Today's Wine Cellar ~ Half-Empty or Half-Full?

Was there ever time when one could think of wine as just something so natural, like the wind and the sun?

In the model of my perfect planet, wine is not a fantasy for the wealthy or the affluent. It is only a small part of the daily life, but an essential one.

In my perfect cellar, there are only a few wines, because most of the have already been opened and enjoyed.

Tonight I tasted a few Brunellos, 2001 and 1997. Both of them seemed ready to drink. In fact the 1997 was already on its way down. But the 2001 was just perfect. That would be for me the way I’d like it, not having to store a lot of wine, just a little and always on the lookout for another 3 or 4 bottles. Small footprint in consumption, but good, very good quality to keep searching for.

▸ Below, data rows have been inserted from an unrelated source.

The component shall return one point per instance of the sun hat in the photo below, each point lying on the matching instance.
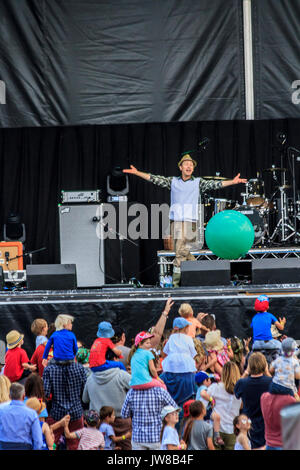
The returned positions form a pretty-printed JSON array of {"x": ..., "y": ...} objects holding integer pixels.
[
  {"x": 261, "y": 303},
  {"x": 201, "y": 376},
  {"x": 213, "y": 340},
  {"x": 186, "y": 408},
  {"x": 92, "y": 417},
  {"x": 141, "y": 336},
  {"x": 167, "y": 410},
  {"x": 180, "y": 323},
  {"x": 289, "y": 346},
  {"x": 186, "y": 157},
  {"x": 36, "y": 404},
  {"x": 105, "y": 330},
  {"x": 13, "y": 338}
]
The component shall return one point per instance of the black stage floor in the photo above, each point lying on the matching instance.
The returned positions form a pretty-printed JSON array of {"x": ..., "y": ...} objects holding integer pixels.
[{"x": 137, "y": 309}]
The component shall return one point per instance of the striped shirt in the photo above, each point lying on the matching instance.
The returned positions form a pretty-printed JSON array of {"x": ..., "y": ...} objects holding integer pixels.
[{"x": 90, "y": 439}]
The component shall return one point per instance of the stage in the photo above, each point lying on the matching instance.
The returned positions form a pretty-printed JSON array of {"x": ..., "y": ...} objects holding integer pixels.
[{"x": 138, "y": 308}]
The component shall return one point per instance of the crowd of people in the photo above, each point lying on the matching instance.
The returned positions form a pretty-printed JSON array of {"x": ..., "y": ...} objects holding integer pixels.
[{"x": 187, "y": 388}]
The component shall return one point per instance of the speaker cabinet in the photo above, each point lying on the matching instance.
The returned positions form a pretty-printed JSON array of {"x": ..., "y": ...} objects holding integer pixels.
[
  {"x": 276, "y": 271},
  {"x": 81, "y": 244},
  {"x": 205, "y": 273},
  {"x": 51, "y": 276}
]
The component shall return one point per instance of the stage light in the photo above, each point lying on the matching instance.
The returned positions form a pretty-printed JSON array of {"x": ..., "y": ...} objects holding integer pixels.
[{"x": 14, "y": 229}]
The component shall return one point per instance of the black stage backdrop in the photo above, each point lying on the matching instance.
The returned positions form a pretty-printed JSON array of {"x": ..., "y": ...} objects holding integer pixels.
[
  {"x": 37, "y": 163},
  {"x": 233, "y": 315}
]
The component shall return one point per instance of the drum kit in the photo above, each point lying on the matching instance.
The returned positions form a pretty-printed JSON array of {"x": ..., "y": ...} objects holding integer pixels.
[{"x": 274, "y": 219}]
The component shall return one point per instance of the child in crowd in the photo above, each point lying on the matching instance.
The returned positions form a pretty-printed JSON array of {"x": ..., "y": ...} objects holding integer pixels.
[
  {"x": 17, "y": 366},
  {"x": 97, "y": 359},
  {"x": 261, "y": 325},
  {"x": 143, "y": 371},
  {"x": 169, "y": 436},
  {"x": 218, "y": 353},
  {"x": 63, "y": 341},
  {"x": 48, "y": 436},
  {"x": 203, "y": 380},
  {"x": 90, "y": 438},
  {"x": 286, "y": 370},
  {"x": 107, "y": 417},
  {"x": 241, "y": 426},
  {"x": 198, "y": 434},
  {"x": 83, "y": 356},
  {"x": 185, "y": 310},
  {"x": 39, "y": 328}
]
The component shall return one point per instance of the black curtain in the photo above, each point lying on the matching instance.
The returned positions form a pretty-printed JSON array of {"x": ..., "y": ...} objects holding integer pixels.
[{"x": 37, "y": 163}]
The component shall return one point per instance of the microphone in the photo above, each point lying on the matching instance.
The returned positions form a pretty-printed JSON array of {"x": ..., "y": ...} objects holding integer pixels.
[{"x": 203, "y": 142}]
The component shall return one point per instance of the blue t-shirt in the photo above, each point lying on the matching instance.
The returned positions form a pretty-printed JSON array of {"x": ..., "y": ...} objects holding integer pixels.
[
  {"x": 64, "y": 345},
  {"x": 140, "y": 373},
  {"x": 107, "y": 431},
  {"x": 261, "y": 325}
]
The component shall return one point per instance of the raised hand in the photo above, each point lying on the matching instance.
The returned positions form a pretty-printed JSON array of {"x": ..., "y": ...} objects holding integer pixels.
[{"x": 132, "y": 170}]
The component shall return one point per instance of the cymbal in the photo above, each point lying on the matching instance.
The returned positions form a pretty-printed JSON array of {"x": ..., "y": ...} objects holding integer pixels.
[
  {"x": 275, "y": 169},
  {"x": 214, "y": 178}
]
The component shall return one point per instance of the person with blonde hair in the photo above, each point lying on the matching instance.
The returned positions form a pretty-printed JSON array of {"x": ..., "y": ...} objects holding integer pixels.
[
  {"x": 254, "y": 382},
  {"x": 227, "y": 406},
  {"x": 63, "y": 340},
  {"x": 5, "y": 384}
]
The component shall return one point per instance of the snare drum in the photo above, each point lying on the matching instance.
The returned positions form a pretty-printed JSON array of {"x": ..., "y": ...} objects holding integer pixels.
[
  {"x": 257, "y": 219},
  {"x": 222, "y": 205}
]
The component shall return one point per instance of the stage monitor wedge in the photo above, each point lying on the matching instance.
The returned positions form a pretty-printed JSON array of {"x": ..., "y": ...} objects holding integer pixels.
[
  {"x": 276, "y": 271},
  {"x": 205, "y": 273},
  {"x": 51, "y": 277}
]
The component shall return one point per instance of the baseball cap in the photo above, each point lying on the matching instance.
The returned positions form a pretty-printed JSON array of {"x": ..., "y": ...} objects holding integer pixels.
[
  {"x": 167, "y": 410},
  {"x": 141, "y": 336},
  {"x": 201, "y": 376},
  {"x": 186, "y": 408},
  {"x": 180, "y": 323}
]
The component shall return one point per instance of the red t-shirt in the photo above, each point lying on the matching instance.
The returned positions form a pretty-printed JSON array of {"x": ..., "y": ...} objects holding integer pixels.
[
  {"x": 14, "y": 358},
  {"x": 270, "y": 407},
  {"x": 98, "y": 351},
  {"x": 37, "y": 358}
]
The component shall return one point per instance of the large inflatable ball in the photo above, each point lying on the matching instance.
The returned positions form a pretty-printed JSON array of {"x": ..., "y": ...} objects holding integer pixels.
[{"x": 229, "y": 234}]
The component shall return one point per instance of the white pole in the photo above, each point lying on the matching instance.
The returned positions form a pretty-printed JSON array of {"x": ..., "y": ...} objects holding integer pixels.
[{"x": 248, "y": 59}]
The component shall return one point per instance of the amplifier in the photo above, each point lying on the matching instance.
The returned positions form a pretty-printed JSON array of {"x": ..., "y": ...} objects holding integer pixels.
[{"x": 68, "y": 197}]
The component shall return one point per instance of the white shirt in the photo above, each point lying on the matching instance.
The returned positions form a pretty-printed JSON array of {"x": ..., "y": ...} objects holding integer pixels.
[
  {"x": 227, "y": 406},
  {"x": 180, "y": 352}
]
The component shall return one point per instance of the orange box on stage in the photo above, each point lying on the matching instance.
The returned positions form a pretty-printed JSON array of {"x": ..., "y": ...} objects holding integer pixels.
[{"x": 11, "y": 256}]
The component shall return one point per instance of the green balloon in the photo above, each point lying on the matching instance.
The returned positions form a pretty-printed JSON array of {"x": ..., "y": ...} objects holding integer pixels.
[{"x": 229, "y": 234}]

No need for special agents, near and far, to protect my personal interests. When it has gotten that the cars and the foods and the wines and the homes have exceeded their value, I can remember the early days when money was tight. But quality remained something worth seeking out, even if we had so little discretionary income.

It wasn’t a barren desert; there was the occasional oasis from which to draw from.


Then time and ambition and work starts to push everything back so far it’s hard to see the important, the essential, that which is important, friends and family, a simple life.

The fall from grace, the original sin of the wine trail, is to look too much for the defining moment in wine tasting and wine loving. There is a little of the narcissist in those who search only for the 98 point Brunello, shunning the lowly 91 or 92 pointer.


Italian wines that have a sense of the place they come from have less of a sense for their “point-worthiness.” Who cares?

Do you really think that wine is being made by a person who cares more for a review than their relationship with their plot of land, their earth? Yes, it takes more work and diligence, and yes it might not be a status symbol to order it at the hot new place in town. All the more reason to care about these kinds of wines.

Sure sometimes a wine, by virtue of its quality and the trajectory of its popularity, will become “cult.”

That is like the beautiful girl you knew in high school who went out west and made it in the movies. She no longer belongs to where she came from. Her new world has taken her into another ambience. Forget about her.

She won’t be at the table, nor will those wines, anymore.


Is it sad? A world one grows up in that seems foreign and unrecognizable? Or a world with mystery and new encounters, waiting for you to step on over into the secret corridor and launch into an interesting and fulfilling universe of discovery?